Now imagine you are the leader of the synagogue. There is the Law, the Commandments, and there is the Law of Love. They should be one and the same even though we often do not believe that to be true. Yet, the truth is, they are. The reason why laws are made in the first place, why the Law had to be given to the Hebrew people by God to Moses, was and is and always will be that we can be so unloving at times that a law has to be made to try to prevent us from doing what we know we should not be doing.
We do not need any law to tell us that we should not lie or cheat or steal or commit murder, that we must obey proper authority or refrain from so desiring what another has that we become enraged with jealousy. We know all that. That law, if you will, is already written in our hearts and is on our lips. But because we do not follow that innate Law of Love, society and even religion make laws to keep us on the straight and narrow. And then to try to insure that we do, society and religion attach specific punishments to those laws in case we break them. The punishments attached are based on the severity of our misdeeds, our sins, our lack of love.
As the leader of the synagogue you know all that. It is nothing new to you and certainly not rocket science. When someone is ill and you have within us the ability to heal that illness, that is what you are to do. That is the Law of Love. Your pets, your farm animals, need to be fed and given water seven days a week, the Sabbath included. It does not matter what day of the week it is. It is simply the day for healing. It does not matter what is the moral state of the person who is suffering. No one, no animal even, is exempt from being healed or cared for simply because he or she or it has broken the Law of Love or because it is a certain day of the week.

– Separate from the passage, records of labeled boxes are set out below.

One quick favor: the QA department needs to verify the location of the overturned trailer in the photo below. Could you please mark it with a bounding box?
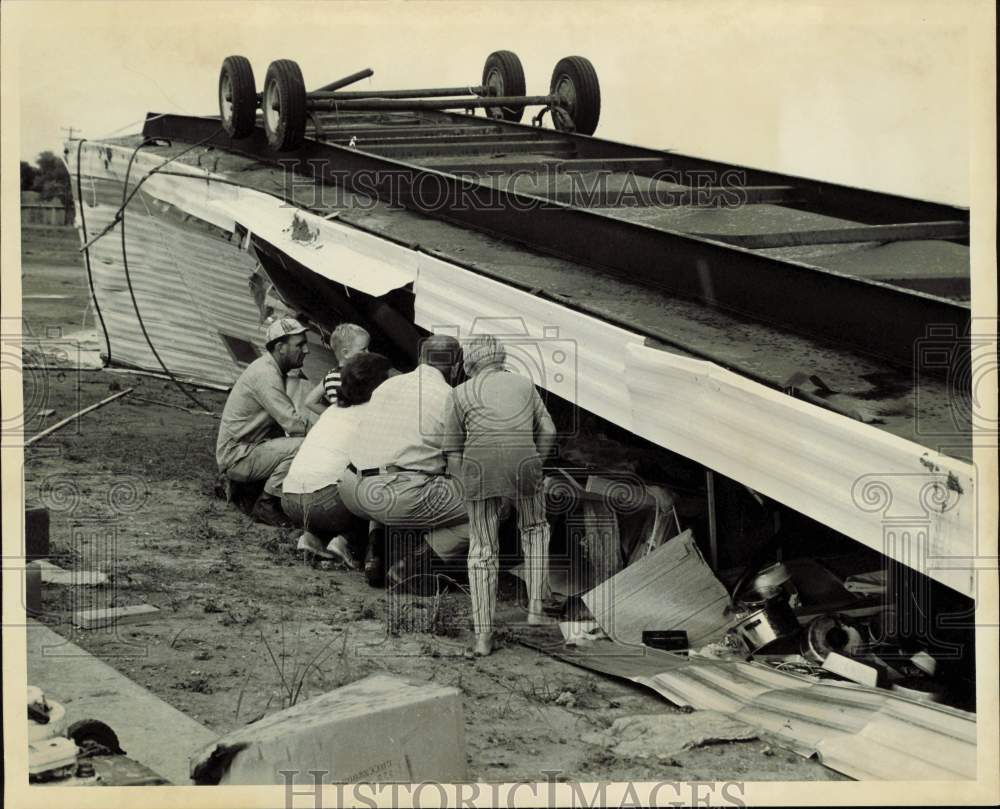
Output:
[65,51,981,776]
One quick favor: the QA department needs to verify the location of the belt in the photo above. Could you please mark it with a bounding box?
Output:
[347,463,433,478]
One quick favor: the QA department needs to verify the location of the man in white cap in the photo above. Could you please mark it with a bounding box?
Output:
[215,317,312,527]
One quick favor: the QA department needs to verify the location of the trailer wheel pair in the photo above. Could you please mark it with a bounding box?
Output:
[483,51,601,135]
[219,51,601,152]
[219,56,306,152]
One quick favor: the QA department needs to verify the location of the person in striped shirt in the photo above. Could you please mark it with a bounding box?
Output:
[306,323,371,413]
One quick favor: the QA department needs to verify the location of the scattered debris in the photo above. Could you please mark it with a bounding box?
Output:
[73,604,159,629]
[583,531,733,646]
[28,559,108,587]
[583,711,758,758]
[24,388,134,447]
[823,652,878,688]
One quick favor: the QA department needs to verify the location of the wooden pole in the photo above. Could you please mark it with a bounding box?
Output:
[24,388,135,447]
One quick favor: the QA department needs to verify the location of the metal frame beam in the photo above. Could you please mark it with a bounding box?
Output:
[144,115,971,373]
[693,222,969,250]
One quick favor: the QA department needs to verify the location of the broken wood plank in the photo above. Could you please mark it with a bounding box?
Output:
[690,222,969,250]
[73,604,160,629]
[24,388,134,447]
[29,559,108,587]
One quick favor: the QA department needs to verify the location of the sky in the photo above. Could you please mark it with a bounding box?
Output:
[4,0,974,205]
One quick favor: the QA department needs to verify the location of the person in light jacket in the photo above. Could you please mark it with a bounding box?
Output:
[443,335,556,656]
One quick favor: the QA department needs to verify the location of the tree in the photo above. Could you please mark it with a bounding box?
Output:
[28,151,73,216]
[33,151,73,206]
[21,160,38,191]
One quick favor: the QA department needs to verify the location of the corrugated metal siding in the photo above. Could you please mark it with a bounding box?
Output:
[539,643,976,781]
[71,144,262,384]
[625,344,977,598]
[414,256,643,428]
[414,257,976,597]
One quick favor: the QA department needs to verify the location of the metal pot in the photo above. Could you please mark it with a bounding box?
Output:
[733,597,799,653]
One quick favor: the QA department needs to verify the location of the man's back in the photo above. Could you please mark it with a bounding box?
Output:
[215,354,306,470]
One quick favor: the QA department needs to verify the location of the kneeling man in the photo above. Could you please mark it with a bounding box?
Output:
[215,317,313,527]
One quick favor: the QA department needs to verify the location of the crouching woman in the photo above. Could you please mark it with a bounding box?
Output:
[281,354,392,567]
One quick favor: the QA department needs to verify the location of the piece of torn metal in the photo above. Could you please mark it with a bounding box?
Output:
[583,530,734,647]
[522,639,976,781]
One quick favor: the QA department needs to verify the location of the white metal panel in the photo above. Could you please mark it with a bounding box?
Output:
[625,344,976,596]
[414,255,643,429]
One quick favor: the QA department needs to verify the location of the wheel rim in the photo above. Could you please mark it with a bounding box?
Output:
[554,74,576,117]
[486,68,503,96]
[486,68,504,118]
[264,81,281,132]
[219,73,233,125]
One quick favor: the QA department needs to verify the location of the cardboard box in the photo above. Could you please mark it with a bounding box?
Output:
[191,674,466,786]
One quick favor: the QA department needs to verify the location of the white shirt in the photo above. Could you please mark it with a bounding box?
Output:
[281,403,369,494]
[350,365,451,475]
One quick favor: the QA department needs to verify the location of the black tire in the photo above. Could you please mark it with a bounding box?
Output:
[263,59,306,152]
[549,56,601,135]
[66,719,125,755]
[219,56,257,138]
[483,51,525,122]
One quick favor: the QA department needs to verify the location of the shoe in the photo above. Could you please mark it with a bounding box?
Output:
[295,534,337,562]
[250,494,294,528]
[326,535,358,570]
[365,542,385,587]
[528,600,559,626]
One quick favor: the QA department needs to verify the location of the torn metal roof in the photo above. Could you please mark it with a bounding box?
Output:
[524,640,977,781]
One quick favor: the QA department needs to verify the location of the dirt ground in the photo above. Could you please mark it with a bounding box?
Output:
[22,228,841,782]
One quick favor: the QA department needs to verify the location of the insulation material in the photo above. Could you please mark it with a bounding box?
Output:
[583,531,732,648]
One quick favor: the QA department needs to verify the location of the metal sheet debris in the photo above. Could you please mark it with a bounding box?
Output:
[583,531,733,647]
[540,641,976,781]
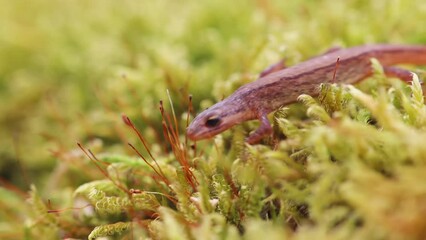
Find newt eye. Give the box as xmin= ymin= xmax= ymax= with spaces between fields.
xmin=206 ymin=116 xmax=220 ymax=128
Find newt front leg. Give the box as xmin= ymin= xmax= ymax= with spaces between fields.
xmin=187 ymin=44 xmax=426 ymax=144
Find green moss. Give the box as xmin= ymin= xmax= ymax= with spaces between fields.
xmin=0 ymin=0 xmax=426 ymax=239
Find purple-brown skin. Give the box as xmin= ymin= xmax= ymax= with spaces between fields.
xmin=187 ymin=44 xmax=426 ymax=144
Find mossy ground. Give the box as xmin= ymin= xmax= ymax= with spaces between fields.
xmin=0 ymin=0 xmax=426 ymax=239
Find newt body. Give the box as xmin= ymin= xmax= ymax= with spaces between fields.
xmin=187 ymin=44 xmax=426 ymax=144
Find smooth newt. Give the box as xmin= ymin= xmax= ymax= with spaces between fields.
xmin=187 ymin=44 xmax=426 ymax=144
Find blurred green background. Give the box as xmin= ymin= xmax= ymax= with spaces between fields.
xmin=0 ymin=0 xmax=426 ymax=239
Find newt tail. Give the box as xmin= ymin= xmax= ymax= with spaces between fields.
xmin=187 ymin=44 xmax=426 ymax=144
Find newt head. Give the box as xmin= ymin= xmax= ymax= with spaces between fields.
xmin=186 ymin=101 xmax=252 ymax=141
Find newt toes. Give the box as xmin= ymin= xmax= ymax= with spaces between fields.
xmin=187 ymin=44 xmax=426 ymax=144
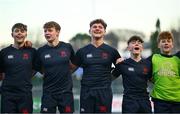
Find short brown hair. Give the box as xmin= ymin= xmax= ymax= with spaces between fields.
xmin=157 ymin=31 xmax=174 ymax=43
xmin=43 ymin=21 xmax=61 ymax=31
xmin=89 ymin=19 xmax=107 ymax=29
xmin=11 ymin=23 xmax=27 ymax=32
xmin=127 ymin=35 xmax=144 ymax=45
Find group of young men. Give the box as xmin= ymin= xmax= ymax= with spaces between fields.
xmin=0 ymin=19 xmax=180 ymax=113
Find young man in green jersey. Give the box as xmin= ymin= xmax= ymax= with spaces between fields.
xmin=149 ymin=31 xmax=180 ymax=113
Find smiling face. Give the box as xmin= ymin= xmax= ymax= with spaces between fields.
xmin=158 ymin=31 xmax=174 ymax=55
xmin=158 ymin=39 xmax=173 ymax=55
xmin=44 ymin=27 xmax=59 ymax=43
xmin=128 ymin=40 xmax=143 ymax=55
xmin=89 ymin=23 xmax=106 ymax=39
xmin=11 ymin=28 xmax=27 ymax=45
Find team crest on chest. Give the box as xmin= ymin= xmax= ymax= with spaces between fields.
xmin=8 ymin=55 xmax=14 ymax=59
xmin=101 ymin=52 xmax=108 ymax=59
xmin=128 ymin=67 xmax=134 ymax=72
xmin=59 ymin=50 xmax=67 ymax=57
xmin=44 ymin=54 xmax=51 ymax=59
xmin=143 ymin=67 xmax=148 ymax=74
xmin=86 ymin=53 xmax=93 ymax=58
xmin=23 ymin=53 xmax=29 ymax=59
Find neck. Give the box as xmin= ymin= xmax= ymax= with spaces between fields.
xmin=47 ymin=40 xmax=59 ymax=47
xmin=91 ymin=38 xmax=104 ymax=47
xmin=131 ymin=54 xmax=141 ymax=62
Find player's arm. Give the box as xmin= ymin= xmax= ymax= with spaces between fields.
xmin=69 ymin=62 xmax=79 ymax=73
xmin=146 ymin=55 xmax=153 ymax=83
xmin=0 ymin=73 xmax=5 ymax=81
xmin=175 ymin=51 xmax=180 ymax=58
xmin=111 ymin=63 xmax=121 ymax=81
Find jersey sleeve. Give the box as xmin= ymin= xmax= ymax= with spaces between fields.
xmin=73 ymin=49 xmax=82 ymax=66
xmin=0 ymin=51 xmax=3 ymax=73
xmin=34 ymin=50 xmax=42 ymax=73
xmin=113 ymin=49 xmax=121 ymax=65
xmin=69 ymin=44 xmax=75 ymax=63
xmin=176 ymin=51 xmax=180 ymax=58
xmin=111 ymin=63 xmax=121 ymax=77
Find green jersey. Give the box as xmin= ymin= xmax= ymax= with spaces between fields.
xmin=151 ymin=54 xmax=180 ymax=102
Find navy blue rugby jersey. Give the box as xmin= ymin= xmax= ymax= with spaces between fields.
xmin=0 ymin=45 xmax=36 ymax=93
xmin=36 ymin=42 xmax=74 ymax=94
xmin=112 ymin=58 xmax=152 ymax=99
xmin=74 ymin=43 xmax=120 ymax=88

Is it any wonder that Jesus became so angry with you because of your hard heartedness and that of those who tried to remove love from the Law? Were any one of us in that same situation, we, too, would have been outraged at the lack of compassion and love on the part of the religious leaders of the people. We would know better and so should they.
Yes, sometimes, too often, really, punishment is necessary in order both for the message to get across and for the wrongdoer to come to his or her senses. We cannot complain if we are punished for doing what we knew we should not. But to be punished for doing good or to be prevented from doing so because it makes someone else jealous or angry is simply wrong, as Jesus attests in this passage.
As people, not just as Christians we need to be open-minded. Yes, it is easier to close our minds and not think. It is easier to close our hearts so as to make our lives easier, or so we would like to think. It is even easier to cite the law than it is to admit that the law was made for us and not the other way around.
Jesus constantly challenged those who questioned his love and care and concern to examine their own hearts and minds as to why they were so upset. They never did have a good answer. They simply had their hearts and minds closed to the truth, for whatever reason they so did.
Every day you and I are faced with questions we had never asked, problems we have never encountered. Old answers to new questions work sometimes, but not most of the time. Saying that "we’ve always done it this way" is a sure and certain sign that we have closed our minds. What was once true or believed to be true may no longer be so. Jesus challenged the people of his day to be open-minded, to be open to new truths, new ways, new understandings. He lays down that same challenge to us two thousand years later.